Volkswagen a signé avec les autorités algériennes un projet d'implantation d'une usine d'assemblage d'une capacité de 100.000 voitures par an, soit quatre fois plus que les capacités du site Renault installé dans le pays. De gauche à droite, Josef Baumert, directeur de la production et logistique de Volkswagen, Abdessellam Bouchouareb, ministre algérien de l'industrie, et Mourad Oulmi, PDG de Sovac. (Crédits : Volkswagen)
La firme allemande se contentera d'assembler des voitures en Algérie en espérant ainsi contourner les lois extrêmement restrictives du gouvernement en matière d'importations. Celui-ci veut vaincre un déficit commercial important, tout en constituant une filière industrielle sur son territoire. Ses mesures extrêmement brutales pourraient néanmoins pénaliser son économie sans pour autant la doter d'une filière automobile solide...

Et une de plus ! L'Algérie va accueillir une nouvelle usine automobile sur son territoire. Volkswagen vient d'annoncer la signature d'un protocole d'accord avec le gouvernement algérien pour bâtir un site de 100.000 unités sur son territoire, soit quatre fois plus que la capacité de Renault qui est pour l'heure, le seul constructeur automobile installé dans le pays.

"Pour nous, c'est un pas logique vers une hausse de nos ventes en Algérie", a déclaré Josef Baumert, directeur de la logistique et de la production de la marque allemande, qui a signé un protocole d'accord aux côtés d'Abdessellam Bouchouareb, ministre algérien de l'industrie.

Opérationnel dès 2017 ?

Un premier bâtiment devrait être opérationnel dès 2017 sur ce site de 150 hectares à Relizane, à 220 kilomètres à l'ouest d'Alger. Plusieurs modèles sont prévus pour desservir le marché algérien : la Volkswagen Golf, la Seat Ibiza et la Skoda Octavia. Il y aura également le Volkswagen Caddy, stratégique pour attaquer le marché des petites entreprises. Toutes ces voitures seront assemblées, et non pas fabriquées sur place. La marque allemande s'est associée, via une prise de participation, avec la société Sovac, son importateur historique en Algérie pour monter ce projet.

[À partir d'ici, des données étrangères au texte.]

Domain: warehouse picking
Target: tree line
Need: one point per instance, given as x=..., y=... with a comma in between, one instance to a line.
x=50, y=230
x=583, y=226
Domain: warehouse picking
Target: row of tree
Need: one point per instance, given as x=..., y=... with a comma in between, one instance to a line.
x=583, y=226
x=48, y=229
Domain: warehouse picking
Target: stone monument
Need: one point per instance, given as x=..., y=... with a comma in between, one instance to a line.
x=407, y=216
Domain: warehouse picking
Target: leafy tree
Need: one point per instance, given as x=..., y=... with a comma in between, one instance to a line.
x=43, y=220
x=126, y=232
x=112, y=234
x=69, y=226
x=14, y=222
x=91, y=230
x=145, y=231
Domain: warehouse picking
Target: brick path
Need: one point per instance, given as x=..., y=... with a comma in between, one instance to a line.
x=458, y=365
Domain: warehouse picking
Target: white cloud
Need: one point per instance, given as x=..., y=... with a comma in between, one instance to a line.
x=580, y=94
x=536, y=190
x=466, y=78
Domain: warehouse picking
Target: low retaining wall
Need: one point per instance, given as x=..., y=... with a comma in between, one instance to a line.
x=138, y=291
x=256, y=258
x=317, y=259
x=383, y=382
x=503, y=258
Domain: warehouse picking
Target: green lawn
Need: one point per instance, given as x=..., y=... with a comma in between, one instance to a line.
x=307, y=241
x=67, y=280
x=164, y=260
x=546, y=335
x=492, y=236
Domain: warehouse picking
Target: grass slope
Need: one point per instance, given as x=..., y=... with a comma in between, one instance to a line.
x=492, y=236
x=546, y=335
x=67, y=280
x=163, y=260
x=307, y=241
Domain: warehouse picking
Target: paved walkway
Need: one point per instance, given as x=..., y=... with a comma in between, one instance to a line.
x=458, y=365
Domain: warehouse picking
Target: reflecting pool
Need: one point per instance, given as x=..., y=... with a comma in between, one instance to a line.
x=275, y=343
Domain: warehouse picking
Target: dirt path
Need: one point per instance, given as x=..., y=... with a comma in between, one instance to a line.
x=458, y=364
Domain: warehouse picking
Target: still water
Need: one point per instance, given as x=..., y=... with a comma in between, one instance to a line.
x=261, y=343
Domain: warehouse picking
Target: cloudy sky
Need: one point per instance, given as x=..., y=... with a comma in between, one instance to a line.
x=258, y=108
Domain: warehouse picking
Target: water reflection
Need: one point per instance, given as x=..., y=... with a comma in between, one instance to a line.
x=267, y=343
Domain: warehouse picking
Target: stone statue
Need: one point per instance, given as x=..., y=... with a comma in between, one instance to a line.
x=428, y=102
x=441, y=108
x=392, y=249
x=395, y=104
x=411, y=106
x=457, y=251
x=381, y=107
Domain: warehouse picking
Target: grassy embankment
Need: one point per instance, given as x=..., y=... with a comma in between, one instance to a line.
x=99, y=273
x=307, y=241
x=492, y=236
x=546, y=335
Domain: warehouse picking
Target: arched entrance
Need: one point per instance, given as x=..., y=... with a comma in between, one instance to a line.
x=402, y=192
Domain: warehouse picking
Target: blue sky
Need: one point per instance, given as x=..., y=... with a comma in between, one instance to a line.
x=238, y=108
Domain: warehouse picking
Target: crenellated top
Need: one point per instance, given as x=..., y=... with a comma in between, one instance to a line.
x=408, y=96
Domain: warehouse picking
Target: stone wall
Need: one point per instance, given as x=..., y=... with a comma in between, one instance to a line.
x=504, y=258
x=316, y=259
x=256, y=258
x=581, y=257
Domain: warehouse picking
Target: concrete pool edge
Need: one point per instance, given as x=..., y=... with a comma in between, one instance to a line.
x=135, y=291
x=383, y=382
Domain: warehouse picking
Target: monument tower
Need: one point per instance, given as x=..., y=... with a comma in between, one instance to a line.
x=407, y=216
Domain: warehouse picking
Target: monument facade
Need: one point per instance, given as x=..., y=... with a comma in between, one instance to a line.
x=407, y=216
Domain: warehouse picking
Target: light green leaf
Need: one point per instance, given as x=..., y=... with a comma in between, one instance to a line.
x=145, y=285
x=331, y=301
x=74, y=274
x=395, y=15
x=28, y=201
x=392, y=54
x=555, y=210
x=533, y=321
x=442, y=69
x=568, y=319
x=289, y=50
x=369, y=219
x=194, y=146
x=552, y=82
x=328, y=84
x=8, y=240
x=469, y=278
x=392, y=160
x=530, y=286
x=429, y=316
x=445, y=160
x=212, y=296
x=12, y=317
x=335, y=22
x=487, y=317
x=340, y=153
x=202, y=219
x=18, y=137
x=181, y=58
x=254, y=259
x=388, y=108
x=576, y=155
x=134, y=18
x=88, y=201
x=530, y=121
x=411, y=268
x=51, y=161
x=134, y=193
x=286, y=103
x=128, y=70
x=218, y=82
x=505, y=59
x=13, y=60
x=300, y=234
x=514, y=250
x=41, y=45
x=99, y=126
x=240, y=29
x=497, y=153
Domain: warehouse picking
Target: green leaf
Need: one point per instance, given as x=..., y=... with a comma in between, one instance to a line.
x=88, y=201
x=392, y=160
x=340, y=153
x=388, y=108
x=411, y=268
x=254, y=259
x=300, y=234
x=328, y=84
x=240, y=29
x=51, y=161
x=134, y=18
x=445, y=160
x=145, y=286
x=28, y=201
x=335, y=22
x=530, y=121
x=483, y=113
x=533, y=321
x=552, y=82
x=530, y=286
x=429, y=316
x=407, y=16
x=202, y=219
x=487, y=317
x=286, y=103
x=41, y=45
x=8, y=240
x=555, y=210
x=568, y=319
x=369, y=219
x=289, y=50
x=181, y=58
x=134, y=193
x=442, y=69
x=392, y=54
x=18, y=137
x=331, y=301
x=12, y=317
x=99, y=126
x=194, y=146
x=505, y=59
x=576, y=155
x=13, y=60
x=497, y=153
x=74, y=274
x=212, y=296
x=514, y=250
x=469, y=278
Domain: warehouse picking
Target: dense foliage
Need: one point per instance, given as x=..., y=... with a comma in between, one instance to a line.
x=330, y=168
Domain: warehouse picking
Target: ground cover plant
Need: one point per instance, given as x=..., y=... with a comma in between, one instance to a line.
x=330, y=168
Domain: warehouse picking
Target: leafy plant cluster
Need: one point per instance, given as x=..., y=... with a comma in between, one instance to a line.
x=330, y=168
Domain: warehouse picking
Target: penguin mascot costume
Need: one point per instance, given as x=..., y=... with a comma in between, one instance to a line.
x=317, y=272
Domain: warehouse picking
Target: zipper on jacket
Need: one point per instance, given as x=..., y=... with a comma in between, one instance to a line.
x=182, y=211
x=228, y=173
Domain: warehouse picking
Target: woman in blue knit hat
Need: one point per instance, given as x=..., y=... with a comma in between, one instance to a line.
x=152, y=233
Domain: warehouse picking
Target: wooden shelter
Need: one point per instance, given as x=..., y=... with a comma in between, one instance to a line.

Pour Volkswagen, cette usine doit permettre de percer sur le marché algérien, alors que le gouvernement algérien a décidé de serrer les boulons en matière d'importations automobiles. Lors d'un déplacement public en juin dernier, Abdelmalek Sellal, Premier ministre algérien, a menacé de retirer la licence de distribution à tous les concessionnaires qui vendraient des voitures non produites sur le territoire national, et ce... dès 2017 ! Autrement dit, seul Renault aurait droit de cité puisque pour l'heure, il est le seul constructeur de voitures en Algérie. "C'est cela la feuille de route tracée par le gouvernement afin de renforcer la capacité de production nationale", avait-il lancé, espérant ainsi reconstruire une industrie "hors-hydrocarbures".

Un ultimatum intenable

Pour Sefiane Hasnaoui, cité par le site Le Monde Afrique, président de l'Association des concessionnaires automobiles algériens, l'ultimatum du gouvernement est intenable : "Compte tenu des délais de programmation industrielle incompressibles, nous ne pourrons pas reprendre nos importations avant plusieurs mois. Avec l'épuisement des stocks, les délais d'attente vont continuer de fragiliser nos entreprises avec à la clé, des compressions de personnels, voire des fermetures partielles ou définitives", avait-il réagi après les déclarations du Premier ministre.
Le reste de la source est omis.